Sitagliptin improves glycemic profile in type 2 diabetes, mild renal impairment
Adults with type 2 diabetes, mild renal insufficiency and an elevated HbA1c assigned the DPP-IV inhibitor sitagliptin experienced greater improvements in glycemic profile vs. similar patients assigned the SGLT2 inhibitor dapagliflozin, according to findings from the ComposIT-R study.
“While it is widely recognized that the choice of an antihyperglycemic agent for treatment of type 2 diabetes should be influenced by renal function, only [chronic kidney disease] stages 3 to 5 are usually considered relevant to that decision,” Russell Scott, MD, PhD, of the Lipid and Diabetes Research Group at Christchurch School of Medicine, Christchurch, New Zealand, and colleagues wrote in the study background. “Additionally, clinical studies in patients with CKD are usually focused on patients with [estimated glomerular filtration rate of] < 60 mL/min/1.73m2. While patients with type 2 diabetes and mild renal insufficiency are typically included in phase 3 studies of antihyperglycemic therapies, the specific impact of mild renal insufficiency on the efficacy and safety of most [antihyperglycemic agents] has not generally been prospectively evaluated in clinical trials.”
In a multinational, randomized, double-blind, active-comparator-controlled, parallel-group trial, researchers evaluated adults with type 2 diabetes and mild renal insufficiency, defined as an eGFR between 60 mL/min/1.73m² and 90 mL/min/1.73m², at 185 sites in 24 countries (mean age, 67 years; 42% women; mean BMI, 31.6 kg/m²; mean HbA1c, 7.7%; mean diabetes duration, 10.6 years). Participants had an HbA1c of between 7% and 9.5% and fasting glucose between 6.1 mmol/L and 14.4 mmol/L at baseline.
Researchers randomly assigned participants to 100 mg sitagliptin once daily (n=307; Januvia, Merck) or 5 mg dapagliflozin (Farxiga, AstraZeneca), adjusted to 10 mg, once daily for 24 weeks.
Efficacy endpoints included change from baseline in HbA1c, 2-hour post-prandial glucose, fasting plasma glucose, post-prandial insulin, post-prandial glucagon and insulin to glucagon ratio at 24 weeks.
At 24 weeks, the sitagliptin group experienced a greater least-squares mean HbA1c change from baseline vs. the dapagliflozin group (least squares mean, –0.51% [95% CI, –0.6 to –0.43] vs. least squares mean, –0.36% [95% CI, –0.45 to –0.27]). There was a between-group difference of –0.15 (95% CI, –0.26 to –0.04)
Both treatment groups showed a near maximum decrease in Hba1c by week 10, according to the researchers. At week 24, the between group difference in the percentage of patients with an HbA1c of less than 7% was 15.5 (95% CI, 7.7-23.2).
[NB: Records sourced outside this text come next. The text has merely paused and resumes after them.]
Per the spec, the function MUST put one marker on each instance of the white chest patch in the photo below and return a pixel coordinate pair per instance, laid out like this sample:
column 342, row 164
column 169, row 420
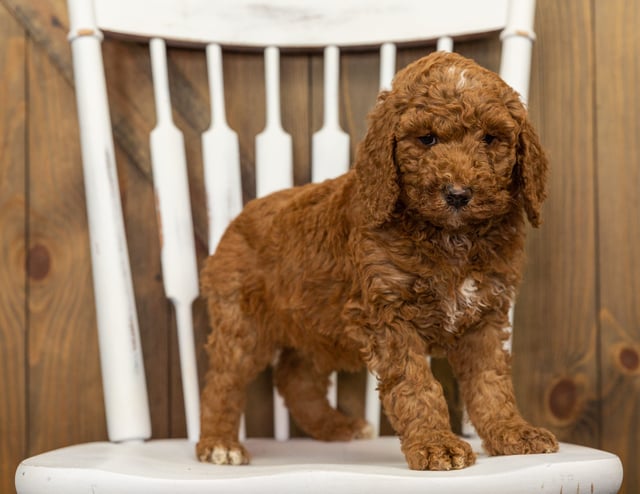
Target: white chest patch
column 465, row 302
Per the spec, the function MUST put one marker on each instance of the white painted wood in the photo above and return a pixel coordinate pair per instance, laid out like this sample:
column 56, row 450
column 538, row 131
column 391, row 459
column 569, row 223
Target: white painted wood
column 387, row 65
column 221, row 156
column 124, row 385
column 296, row 465
column 445, row 43
column 274, row 171
column 330, row 145
column 175, row 225
column 281, row 429
column 309, row 23
column 311, row 467
column 274, row 151
column 517, row 43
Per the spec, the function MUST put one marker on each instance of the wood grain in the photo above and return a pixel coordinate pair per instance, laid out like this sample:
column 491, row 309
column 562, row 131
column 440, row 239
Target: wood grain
column 555, row 352
column 138, row 202
column 618, row 172
column 577, row 347
column 65, row 392
column 13, row 203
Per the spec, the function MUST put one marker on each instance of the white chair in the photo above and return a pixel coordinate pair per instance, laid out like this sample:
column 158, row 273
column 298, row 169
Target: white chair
column 131, row 462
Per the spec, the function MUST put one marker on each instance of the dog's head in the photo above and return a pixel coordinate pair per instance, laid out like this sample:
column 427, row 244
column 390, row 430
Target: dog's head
column 450, row 143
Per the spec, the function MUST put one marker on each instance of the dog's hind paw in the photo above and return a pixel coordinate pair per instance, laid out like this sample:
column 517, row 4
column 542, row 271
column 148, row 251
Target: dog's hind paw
column 519, row 438
column 439, row 452
column 221, row 454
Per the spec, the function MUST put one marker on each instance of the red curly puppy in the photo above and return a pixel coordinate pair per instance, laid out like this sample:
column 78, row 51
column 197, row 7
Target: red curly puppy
column 417, row 250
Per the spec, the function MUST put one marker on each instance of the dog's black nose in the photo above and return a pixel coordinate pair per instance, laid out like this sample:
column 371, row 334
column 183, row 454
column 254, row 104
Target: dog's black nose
column 457, row 196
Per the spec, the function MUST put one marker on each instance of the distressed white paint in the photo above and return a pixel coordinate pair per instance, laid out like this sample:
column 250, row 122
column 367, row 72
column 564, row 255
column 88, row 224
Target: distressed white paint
column 274, row 151
column 278, row 467
column 308, row 23
column 373, row 466
column 178, row 255
column 123, row 378
column 221, row 156
column 330, row 145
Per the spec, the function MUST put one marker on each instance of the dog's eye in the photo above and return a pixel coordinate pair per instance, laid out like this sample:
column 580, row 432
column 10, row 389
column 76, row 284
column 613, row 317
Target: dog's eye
column 488, row 139
column 429, row 140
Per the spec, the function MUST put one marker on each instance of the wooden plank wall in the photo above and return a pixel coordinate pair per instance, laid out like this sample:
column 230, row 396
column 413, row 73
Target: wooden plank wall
column 577, row 344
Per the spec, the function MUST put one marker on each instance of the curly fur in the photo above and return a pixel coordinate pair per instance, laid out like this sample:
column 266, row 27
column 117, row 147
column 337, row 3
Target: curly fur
column 380, row 267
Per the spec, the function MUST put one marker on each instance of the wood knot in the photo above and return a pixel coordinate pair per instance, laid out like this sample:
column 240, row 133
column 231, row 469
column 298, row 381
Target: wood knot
column 627, row 359
column 38, row 262
column 563, row 400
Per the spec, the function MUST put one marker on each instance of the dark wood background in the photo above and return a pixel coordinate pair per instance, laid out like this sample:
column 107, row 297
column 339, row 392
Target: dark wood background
column 577, row 343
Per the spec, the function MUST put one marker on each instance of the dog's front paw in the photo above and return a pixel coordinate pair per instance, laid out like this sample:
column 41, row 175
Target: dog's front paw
column 222, row 452
column 440, row 451
column 519, row 438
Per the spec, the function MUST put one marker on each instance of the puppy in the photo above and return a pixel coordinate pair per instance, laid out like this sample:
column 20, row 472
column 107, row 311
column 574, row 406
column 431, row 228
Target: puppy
column 415, row 251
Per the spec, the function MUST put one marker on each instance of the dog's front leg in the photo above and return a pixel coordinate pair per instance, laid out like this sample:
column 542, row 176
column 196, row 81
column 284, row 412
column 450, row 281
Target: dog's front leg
column 415, row 405
column 483, row 369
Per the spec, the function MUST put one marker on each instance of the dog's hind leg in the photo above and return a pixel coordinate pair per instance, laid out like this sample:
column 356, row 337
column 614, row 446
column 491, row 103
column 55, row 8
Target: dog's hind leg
column 304, row 389
column 235, row 359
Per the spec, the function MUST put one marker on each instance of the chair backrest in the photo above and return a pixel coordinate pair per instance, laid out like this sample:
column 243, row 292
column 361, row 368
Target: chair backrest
column 269, row 25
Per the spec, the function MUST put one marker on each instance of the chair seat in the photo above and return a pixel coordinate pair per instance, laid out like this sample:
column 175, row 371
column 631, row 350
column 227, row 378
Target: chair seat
column 308, row 466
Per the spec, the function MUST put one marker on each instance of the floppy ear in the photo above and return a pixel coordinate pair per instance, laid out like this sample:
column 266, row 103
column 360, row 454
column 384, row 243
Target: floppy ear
column 375, row 167
column 531, row 163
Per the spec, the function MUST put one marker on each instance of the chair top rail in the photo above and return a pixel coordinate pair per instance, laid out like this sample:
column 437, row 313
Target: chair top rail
column 309, row 23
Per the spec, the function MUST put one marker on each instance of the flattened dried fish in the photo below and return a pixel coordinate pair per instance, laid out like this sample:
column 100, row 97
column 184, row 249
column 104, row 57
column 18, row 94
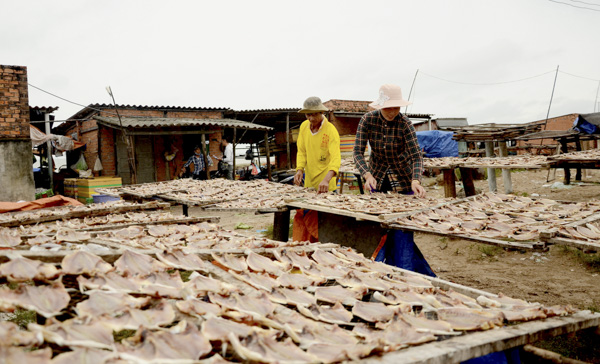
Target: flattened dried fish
column 48, row 301
column 296, row 280
column 133, row 318
column 108, row 303
column 133, row 263
column 181, row 342
column 334, row 294
column 287, row 296
column 179, row 259
column 467, row 319
column 335, row 314
column 12, row 335
column 258, row 263
column 257, row 280
column 82, row 262
column 72, row 236
column 196, row 307
column 266, row 349
column 373, row 311
column 230, row 261
column 76, row 332
column 20, row 269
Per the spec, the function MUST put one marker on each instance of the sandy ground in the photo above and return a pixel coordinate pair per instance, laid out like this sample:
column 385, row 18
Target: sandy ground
column 557, row 276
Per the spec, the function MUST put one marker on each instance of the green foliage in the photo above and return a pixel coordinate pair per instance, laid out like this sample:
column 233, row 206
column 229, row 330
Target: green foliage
column 23, row 317
column 123, row 334
column 185, row 275
column 489, row 250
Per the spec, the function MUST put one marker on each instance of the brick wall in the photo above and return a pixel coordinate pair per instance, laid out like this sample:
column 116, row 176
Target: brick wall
column 14, row 102
column 107, row 151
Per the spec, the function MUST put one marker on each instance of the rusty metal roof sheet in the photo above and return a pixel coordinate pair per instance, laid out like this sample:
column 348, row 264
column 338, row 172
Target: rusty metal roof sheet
column 150, row 122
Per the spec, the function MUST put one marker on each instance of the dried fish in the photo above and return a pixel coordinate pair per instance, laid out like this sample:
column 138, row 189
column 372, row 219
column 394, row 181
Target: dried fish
column 20, row 269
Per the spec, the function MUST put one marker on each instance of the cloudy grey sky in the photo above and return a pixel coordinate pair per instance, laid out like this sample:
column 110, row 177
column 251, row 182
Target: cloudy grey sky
column 273, row 54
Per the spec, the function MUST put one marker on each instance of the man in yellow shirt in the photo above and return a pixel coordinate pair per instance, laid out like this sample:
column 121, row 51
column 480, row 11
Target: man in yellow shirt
column 318, row 157
column 318, row 161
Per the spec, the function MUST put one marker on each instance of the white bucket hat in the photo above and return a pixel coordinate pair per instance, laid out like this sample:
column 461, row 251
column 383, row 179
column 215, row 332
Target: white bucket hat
column 313, row 104
column 389, row 96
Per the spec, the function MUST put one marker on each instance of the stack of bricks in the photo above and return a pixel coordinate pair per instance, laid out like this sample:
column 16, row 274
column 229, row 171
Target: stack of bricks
column 14, row 102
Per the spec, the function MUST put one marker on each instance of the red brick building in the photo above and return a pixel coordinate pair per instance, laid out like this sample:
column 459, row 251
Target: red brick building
column 153, row 132
column 15, row 143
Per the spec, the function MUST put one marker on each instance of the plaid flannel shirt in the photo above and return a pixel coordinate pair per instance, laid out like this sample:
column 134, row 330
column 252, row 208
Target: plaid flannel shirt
column 395, row 150
column 198, row 161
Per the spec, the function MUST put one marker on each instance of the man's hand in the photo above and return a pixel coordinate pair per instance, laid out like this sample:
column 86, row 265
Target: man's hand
column 298, row 177
column 370, row 182
column 417, row 189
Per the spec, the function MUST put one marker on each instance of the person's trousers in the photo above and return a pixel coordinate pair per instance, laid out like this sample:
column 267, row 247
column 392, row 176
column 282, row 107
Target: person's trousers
column 229, row 171
column 306, row 226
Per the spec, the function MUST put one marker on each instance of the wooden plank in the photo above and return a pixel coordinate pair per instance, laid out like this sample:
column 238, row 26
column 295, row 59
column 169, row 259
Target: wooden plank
column 330, row 210
column 579, row 244
column 473, row 345
column 589, row 219
column 56, row 257
column 500, row 166
column 388, row 218
column 502, row 243
column 449, row 183
column 154, row 205
column 108, row 227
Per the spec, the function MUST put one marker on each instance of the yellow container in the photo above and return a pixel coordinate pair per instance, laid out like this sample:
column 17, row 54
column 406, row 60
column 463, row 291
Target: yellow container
column 86, row 187
column 70, row 187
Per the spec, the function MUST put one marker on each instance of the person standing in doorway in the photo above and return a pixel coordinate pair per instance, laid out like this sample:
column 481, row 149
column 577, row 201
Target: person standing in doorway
column 317, row 161
column 227, row 157
column 198, row 160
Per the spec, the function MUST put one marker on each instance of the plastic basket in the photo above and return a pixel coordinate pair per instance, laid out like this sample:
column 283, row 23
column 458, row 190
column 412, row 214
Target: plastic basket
column 104, row 198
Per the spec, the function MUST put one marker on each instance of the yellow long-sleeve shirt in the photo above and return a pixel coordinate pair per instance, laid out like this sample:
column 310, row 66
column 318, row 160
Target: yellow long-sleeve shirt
column 318, row 153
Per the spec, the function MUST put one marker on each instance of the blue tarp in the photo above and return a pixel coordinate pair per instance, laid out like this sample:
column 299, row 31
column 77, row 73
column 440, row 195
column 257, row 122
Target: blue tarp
column 437, row 143
column 401, row 251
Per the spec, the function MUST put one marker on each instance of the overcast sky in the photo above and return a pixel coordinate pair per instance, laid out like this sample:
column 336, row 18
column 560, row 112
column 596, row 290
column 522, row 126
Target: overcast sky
column 273, row 54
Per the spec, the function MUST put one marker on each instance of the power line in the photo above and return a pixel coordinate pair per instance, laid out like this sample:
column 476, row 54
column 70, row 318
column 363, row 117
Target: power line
column 583, row 2
column 585, row 78
column 487, row 84
column 575, row 6
column 69, row 101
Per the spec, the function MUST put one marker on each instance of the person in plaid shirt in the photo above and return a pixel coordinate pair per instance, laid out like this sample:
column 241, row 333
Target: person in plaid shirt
column 396, row 165
column 396, row 162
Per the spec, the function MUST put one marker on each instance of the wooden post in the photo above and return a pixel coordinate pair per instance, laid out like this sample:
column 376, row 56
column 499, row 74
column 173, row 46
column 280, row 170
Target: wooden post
column 564, row 148
column 466, row 175
column 506, row 178
column 449, row 182
column 578, row 148
column 268, row 156
column 234, row 142
column 203, row 149
column 49, row 151
column 281, row 225
column 489, row 152
column 132, row 158
column 287, row 140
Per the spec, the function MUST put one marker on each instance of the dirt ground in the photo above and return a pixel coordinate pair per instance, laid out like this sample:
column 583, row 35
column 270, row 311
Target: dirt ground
column 557, row 276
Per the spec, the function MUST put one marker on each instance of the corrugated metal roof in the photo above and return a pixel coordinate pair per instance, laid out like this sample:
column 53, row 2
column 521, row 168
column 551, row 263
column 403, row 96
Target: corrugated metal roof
column 110, row 106
column 44, row 108
column 149, row 122
column 292, row 109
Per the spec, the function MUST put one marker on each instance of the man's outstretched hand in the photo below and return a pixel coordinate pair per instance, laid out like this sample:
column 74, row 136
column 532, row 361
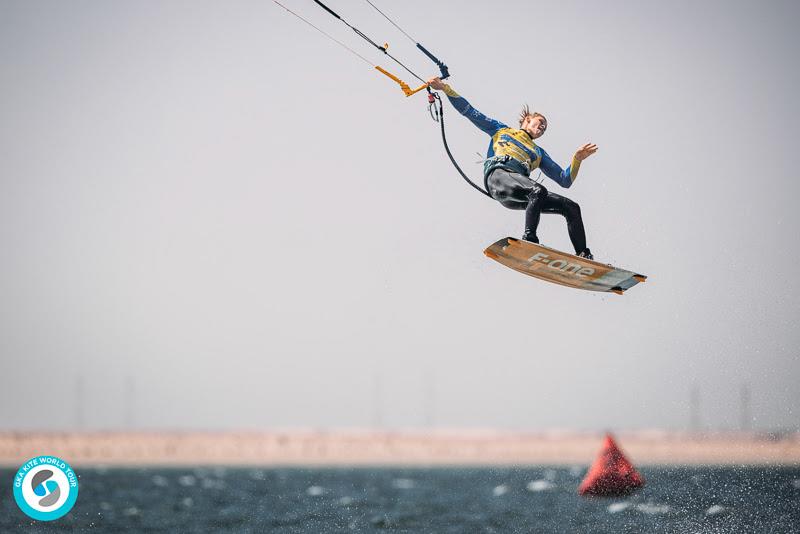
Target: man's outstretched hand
column 437, row 84
column 585, row 151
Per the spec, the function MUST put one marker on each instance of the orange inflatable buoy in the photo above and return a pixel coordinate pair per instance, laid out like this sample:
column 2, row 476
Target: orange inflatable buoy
column 612, row 474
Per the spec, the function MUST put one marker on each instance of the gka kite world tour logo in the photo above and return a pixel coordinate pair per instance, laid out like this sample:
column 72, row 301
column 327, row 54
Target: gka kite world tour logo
column 45, row 488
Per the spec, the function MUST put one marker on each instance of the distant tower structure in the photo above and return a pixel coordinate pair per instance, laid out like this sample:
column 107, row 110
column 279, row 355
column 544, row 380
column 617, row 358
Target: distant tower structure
column 428, row 382
column 377, row 401
column 80, row 401
column 745, row 419
column 130, row 403
column 694, row 409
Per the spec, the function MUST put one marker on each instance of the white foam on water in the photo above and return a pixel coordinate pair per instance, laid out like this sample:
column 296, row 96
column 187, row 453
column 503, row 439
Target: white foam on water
column 652, row 508
column 257, row 474
column 502, row 489
column 715, row 509
column 403, row 483
column 187, row 480
column 576, row 471
column 315, row 491
column 540, row 485
column 616, row 507
column 211, row 483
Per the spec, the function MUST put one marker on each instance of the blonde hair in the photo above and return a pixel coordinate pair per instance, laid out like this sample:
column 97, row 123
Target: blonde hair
column 526, row 112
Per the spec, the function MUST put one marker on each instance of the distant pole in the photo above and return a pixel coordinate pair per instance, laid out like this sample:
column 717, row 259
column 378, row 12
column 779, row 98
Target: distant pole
column 377, row 401
column 429, row 384
column 694, row 409
column 745, row 419
column 130, row 403
column 80, row 398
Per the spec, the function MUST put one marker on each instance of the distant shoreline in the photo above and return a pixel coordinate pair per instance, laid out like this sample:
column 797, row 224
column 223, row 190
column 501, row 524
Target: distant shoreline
column 393, row 448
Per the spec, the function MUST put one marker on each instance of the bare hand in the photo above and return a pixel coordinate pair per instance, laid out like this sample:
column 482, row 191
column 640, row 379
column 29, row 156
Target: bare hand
column 585, row 151
column 437, row 84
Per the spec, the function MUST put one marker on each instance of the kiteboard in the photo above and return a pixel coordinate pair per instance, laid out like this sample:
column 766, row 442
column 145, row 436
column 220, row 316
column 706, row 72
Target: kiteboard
column 561, row 268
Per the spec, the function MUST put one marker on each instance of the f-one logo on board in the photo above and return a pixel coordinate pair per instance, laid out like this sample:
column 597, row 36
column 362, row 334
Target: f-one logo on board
column 45, row 488
column 562, row 265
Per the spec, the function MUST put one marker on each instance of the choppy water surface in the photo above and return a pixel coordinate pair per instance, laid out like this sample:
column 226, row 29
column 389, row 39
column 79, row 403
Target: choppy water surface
column 533, row 499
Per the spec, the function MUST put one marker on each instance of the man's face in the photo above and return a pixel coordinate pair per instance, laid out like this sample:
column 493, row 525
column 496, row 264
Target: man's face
column 535, row 126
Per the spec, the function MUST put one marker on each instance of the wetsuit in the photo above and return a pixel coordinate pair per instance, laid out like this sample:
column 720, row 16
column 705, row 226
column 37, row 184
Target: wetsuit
column 511, row 157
One or more adverse events occurred in 48.9% of the sitagliptin group vs. 51.6% in the dapagliflozin group. There were no deaths. Summary measures of adverse events were comparable between groups, apart from drug-related adverse events, according to researchers (7.8% in the sitagliptin group vs. 13.7% in the dapagliflozin group; between-group difference –5.9 [95% CI, –11 to –1]).
A pre-specified analysis found no significant between-group difference in 2-hour incremental post-prandial glucose excursion.
“In patients with type 2 diabetes and mild renal insufficiency who were inadequately controlled on metformin ± sulfonylurea, treatment with sitagliptin compared with dapagliflozin demonstrated greater glycemic efficacy, a greater percentage of patients at glycemic goal, and a good safety profile. Additional prospective studies, evaluating the safety and efficacy of other [antihyperglycemic agents] in patients with mild renal impairment, could be of value to prescribing physicians.” – by Jennifer Byrne
Disclosure: The authors report no relevant financial disclosures.